By day, WGNZ transmits with 5,000 watts. Because 1110 AM is a clear channel frequency reserved for Class A WBT Charlotte and KFAB Omaha, WGNZ must reduce power to 1,700 watts during critical hours and to only 2 watts night. WGNZ is heard around the clock on FM translator W282CD on 104.3 MHz in Dayton.

==History==
WGNZ was founded in 1968 as 250-watt daytimer using the call sign WELX. It was owned by West Central Ohio Broadcasters Inc., and it was the AM sister station of WHBM (now WZDA). The WELX call letters stood for: Ernie and Lowell, along with the city of Xenia. Ernie and Lowell were the sons of founders Harry and Ernestine Miller.

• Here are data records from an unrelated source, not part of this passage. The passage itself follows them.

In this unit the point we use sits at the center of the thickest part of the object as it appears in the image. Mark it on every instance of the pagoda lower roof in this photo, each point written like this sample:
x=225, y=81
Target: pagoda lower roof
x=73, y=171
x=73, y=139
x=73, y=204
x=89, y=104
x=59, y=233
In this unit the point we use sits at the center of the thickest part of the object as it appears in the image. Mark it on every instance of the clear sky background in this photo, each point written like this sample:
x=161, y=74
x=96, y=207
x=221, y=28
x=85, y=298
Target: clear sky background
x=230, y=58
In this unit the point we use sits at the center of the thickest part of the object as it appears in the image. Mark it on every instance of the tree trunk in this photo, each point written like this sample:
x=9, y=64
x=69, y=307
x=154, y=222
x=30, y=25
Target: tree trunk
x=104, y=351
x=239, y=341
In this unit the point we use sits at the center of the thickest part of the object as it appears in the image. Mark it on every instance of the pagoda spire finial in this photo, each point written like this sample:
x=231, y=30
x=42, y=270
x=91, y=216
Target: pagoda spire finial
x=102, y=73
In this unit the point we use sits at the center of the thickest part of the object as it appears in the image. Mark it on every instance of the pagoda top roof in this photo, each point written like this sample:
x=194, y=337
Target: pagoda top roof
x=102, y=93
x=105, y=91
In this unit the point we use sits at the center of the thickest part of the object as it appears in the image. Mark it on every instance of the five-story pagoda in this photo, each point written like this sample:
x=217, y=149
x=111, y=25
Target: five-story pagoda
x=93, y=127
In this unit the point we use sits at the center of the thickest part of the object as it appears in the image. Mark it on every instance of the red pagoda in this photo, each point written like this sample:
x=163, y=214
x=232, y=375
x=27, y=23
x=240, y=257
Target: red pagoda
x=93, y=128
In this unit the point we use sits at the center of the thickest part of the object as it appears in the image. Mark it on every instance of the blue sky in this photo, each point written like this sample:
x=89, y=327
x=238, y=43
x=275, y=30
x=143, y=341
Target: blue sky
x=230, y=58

The station was sold in 1979 to L&D Broadcasters Inc. and returned to the air in 1980 airing Urban Gospel music in the morning and early evenings and Southern Gospel in the afternoons.

Rev. Norman Livingston of Dayton, a local independent church pastor who also promoted Southern Gospel Music concerts, began to work with WELX and became the afternoon co-host. He eventually moved into managing and promoting the station in 1981 when urban gospel music was dropped in favor of full-time southern gospel music. In 1984, the station switched the call sign from WELX to WMMX to stand for "Message Music Radio" or "Gospel Music's Best MIX."

Eventually that call sign was replaced with WGNZ and its new slogan "Good News 1110". The released call sign "WMMX" was taken by 107.7 FM. As of November 1, 2008, the old tower site has been razed. In the Summer of 2008, WGNZ built a new state of the art transmitter and tower facility.

==Programming==
WGNZ is one of the last locally owned commercial stations in the Dayton, Ohio market. The station features National and Local pastors providing Christian talk and teaching programs. It is also the only radio station in the Miami Valley that is primarily Southern Gospel, but also features Bluegrass and Local Artists. WGNZ has streamed its programming on the internet since July 9, 1996. WGNZ was at that time the second Christian radio station in Ohio to stream on the internet.

The WELX callsign is now used at an FM station in Isabella, Puerto Rico.